# *History of World Happiness Report*

In July 2011, the UN General Assembly adopted resolution 65/309 Happiness: Towards a Holistic Definition of Developmentinviting member countries to measure the happiness of their people and to use the data to help guide public policy. On April 2, 2012, this was followed by the first UN High Level Meeting called Wellbeing and Happiness: Defining a New Economic Paradigm, which was chaired by UN Secretary General Ban Ki-moon and Prime Minister Jigme Thinley of Bhutan, a nation that adopted gross national happiness instead of gross domestic product as their main development indicator.

The first World Happiness Report was released on April 1, 2012 as a foundational text for the UN High Level Meeting: Well-being and Happiness: Defining a New Economic Paradigm. drawing international attention.The report outlined the state of world happiness, causes of happiness and misery, and policy implications highlighted by case studies. In 2013, the second World Happiness Report was issued, and since then has been issued on an annual basis with the exception of 2014.The report primarily uses data from the Gallup World Poll. Each annual report is available to the public to download on the World Happiness Report website.
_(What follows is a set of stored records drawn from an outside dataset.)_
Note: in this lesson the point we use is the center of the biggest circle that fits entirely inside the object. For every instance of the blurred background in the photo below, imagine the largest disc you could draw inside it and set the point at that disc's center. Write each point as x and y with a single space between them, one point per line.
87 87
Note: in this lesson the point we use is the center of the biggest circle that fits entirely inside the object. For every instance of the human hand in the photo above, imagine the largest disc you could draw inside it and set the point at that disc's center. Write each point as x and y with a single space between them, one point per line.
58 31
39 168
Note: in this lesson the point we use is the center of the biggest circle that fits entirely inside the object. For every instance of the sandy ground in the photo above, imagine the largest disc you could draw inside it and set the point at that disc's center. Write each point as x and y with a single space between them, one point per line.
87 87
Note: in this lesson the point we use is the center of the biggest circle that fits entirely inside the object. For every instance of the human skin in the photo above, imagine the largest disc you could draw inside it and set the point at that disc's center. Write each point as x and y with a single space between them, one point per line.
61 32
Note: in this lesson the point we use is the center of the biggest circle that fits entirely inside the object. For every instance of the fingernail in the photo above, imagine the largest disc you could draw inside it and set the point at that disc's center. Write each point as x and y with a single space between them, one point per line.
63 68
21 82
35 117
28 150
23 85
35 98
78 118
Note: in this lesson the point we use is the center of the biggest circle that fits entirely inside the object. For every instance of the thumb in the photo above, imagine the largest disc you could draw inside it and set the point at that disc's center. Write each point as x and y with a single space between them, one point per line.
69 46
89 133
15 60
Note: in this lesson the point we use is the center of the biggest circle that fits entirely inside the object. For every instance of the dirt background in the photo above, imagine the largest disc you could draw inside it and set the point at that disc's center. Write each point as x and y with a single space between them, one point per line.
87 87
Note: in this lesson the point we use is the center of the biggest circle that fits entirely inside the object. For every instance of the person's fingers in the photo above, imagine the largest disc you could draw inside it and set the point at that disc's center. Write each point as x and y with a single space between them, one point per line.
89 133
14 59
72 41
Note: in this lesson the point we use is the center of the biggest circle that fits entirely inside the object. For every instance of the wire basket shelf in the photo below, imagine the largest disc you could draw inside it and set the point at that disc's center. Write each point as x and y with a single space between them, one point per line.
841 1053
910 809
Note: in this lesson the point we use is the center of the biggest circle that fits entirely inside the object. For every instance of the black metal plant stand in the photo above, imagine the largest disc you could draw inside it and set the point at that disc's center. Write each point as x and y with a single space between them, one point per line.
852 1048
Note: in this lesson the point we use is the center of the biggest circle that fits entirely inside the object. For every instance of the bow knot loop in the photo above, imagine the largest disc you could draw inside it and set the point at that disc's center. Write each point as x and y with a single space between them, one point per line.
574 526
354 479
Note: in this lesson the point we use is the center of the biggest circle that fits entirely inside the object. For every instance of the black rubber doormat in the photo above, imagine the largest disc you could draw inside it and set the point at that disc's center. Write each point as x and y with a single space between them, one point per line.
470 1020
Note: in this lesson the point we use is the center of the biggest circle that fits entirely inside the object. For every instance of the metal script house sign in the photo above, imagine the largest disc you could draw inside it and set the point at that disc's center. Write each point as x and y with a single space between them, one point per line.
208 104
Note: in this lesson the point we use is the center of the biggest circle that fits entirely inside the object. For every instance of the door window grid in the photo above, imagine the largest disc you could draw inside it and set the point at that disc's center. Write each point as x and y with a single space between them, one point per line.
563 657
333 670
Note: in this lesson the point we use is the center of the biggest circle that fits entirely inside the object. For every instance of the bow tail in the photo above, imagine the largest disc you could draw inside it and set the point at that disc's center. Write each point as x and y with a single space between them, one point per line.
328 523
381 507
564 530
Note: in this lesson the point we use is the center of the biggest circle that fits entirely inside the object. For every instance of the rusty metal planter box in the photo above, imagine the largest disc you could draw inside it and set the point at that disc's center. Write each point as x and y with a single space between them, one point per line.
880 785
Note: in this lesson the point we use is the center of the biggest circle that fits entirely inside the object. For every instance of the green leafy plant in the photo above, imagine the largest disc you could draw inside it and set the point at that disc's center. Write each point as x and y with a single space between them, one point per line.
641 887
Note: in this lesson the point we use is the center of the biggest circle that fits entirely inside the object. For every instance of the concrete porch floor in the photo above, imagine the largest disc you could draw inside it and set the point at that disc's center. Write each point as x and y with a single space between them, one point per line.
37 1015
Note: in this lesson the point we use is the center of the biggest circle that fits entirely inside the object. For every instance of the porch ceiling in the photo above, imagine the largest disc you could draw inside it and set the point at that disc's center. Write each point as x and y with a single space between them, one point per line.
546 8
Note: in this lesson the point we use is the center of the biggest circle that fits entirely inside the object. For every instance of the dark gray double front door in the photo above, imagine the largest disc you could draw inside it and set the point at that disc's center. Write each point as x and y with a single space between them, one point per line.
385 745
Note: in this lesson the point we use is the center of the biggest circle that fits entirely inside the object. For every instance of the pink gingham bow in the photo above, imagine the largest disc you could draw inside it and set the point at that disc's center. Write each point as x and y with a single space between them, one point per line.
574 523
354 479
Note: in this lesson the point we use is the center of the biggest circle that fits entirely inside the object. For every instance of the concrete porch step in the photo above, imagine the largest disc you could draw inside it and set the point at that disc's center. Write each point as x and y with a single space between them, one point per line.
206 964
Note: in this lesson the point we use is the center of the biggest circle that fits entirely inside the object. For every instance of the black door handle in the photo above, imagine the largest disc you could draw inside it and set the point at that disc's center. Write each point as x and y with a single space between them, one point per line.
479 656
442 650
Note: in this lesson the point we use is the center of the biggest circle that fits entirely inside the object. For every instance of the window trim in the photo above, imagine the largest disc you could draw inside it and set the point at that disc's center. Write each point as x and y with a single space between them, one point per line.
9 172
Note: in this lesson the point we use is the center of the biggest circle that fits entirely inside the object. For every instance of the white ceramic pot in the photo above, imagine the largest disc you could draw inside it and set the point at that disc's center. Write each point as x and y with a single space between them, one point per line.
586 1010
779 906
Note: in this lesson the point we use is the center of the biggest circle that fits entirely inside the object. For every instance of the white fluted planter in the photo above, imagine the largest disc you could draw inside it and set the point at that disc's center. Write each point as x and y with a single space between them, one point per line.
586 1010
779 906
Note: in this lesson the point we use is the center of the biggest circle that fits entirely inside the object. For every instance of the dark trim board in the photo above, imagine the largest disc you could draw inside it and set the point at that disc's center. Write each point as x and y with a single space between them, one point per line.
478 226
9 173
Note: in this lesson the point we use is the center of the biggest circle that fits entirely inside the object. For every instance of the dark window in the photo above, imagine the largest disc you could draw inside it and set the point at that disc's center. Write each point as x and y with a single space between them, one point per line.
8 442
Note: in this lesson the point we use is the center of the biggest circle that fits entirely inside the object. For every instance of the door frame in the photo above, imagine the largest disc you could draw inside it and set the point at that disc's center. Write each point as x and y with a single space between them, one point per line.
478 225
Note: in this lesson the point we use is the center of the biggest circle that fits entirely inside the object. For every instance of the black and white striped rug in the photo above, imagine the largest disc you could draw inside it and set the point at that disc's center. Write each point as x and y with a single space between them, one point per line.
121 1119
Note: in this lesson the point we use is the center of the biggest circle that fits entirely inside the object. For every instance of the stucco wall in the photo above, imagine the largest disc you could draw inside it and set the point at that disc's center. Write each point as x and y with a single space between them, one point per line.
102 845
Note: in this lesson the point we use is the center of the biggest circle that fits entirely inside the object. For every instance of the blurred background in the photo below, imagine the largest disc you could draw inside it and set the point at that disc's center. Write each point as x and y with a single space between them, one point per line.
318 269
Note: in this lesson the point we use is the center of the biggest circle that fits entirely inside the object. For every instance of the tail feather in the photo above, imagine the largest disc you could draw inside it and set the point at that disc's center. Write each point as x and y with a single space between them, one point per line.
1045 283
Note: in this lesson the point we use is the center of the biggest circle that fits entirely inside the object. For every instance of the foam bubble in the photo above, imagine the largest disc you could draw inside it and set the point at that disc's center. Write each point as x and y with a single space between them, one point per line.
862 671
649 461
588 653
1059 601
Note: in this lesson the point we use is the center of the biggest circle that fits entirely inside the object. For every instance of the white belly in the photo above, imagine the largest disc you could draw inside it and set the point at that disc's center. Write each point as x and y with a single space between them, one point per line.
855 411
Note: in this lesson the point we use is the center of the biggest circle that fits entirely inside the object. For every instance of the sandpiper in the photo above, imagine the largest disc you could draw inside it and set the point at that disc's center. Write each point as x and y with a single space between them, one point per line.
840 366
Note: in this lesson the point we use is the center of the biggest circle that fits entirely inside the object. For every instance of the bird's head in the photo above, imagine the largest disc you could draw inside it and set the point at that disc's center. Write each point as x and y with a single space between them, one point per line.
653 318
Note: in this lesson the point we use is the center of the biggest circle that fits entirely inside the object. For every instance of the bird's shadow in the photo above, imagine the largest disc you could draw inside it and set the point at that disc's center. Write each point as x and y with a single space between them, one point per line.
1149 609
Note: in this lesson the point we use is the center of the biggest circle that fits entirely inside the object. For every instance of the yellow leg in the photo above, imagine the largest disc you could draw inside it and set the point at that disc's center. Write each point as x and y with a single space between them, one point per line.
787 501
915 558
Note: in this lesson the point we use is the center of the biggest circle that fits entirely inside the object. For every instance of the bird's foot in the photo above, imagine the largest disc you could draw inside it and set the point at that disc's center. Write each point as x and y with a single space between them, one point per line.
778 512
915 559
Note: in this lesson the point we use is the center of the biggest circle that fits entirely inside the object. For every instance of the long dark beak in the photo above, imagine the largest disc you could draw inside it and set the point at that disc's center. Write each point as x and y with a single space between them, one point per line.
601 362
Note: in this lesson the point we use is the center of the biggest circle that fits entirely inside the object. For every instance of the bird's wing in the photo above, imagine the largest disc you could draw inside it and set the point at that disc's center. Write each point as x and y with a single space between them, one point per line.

![image.png](attachment:image.png)

#  INTRODUCTION
Hi fellow kagglers, this kernel is made to introduce you to one of the most famous visualization library, **Plotly**. We will also learn about one of the most famous datasets - **World Happiness Report.**

So what is the World Happiness Report ? In a nutshell, it is a metric which measures the happiness of people in their respective countries. 


In [None]:
pip install chart_studio

In [None]:
# Importing all the required libraries 

import numpy as np # linear algebra
import pandas as pd # data processing, CSV file I/O (e.g. pd.read_csv)
import chart_studio.plotly as py
import collections
from plotly.offline import init_notebook_mode , iplot 
init_notebook_mode(connected=True)
import plotly.graph_objs as go 

import seaborn as sns
#from collections import counter
import matplotlib.pyplot as plt 
from wordcloud import WordCloud
import plotly.offline as py
py.init_notebook_mode(connected=True)
import warnings
warnings.filterwarnings('ignore')
%matplotlib inline 

# Input data files are available in the read-only "../input/" directory
# For example, running this (by clicking run or pressing Shift+Enter) will list all files under the input directory

import os
for dirname, _, filenames in os.walk('/kaggle/input'):
    for filename in filenames:
        print(os.path.join(dirname, filename))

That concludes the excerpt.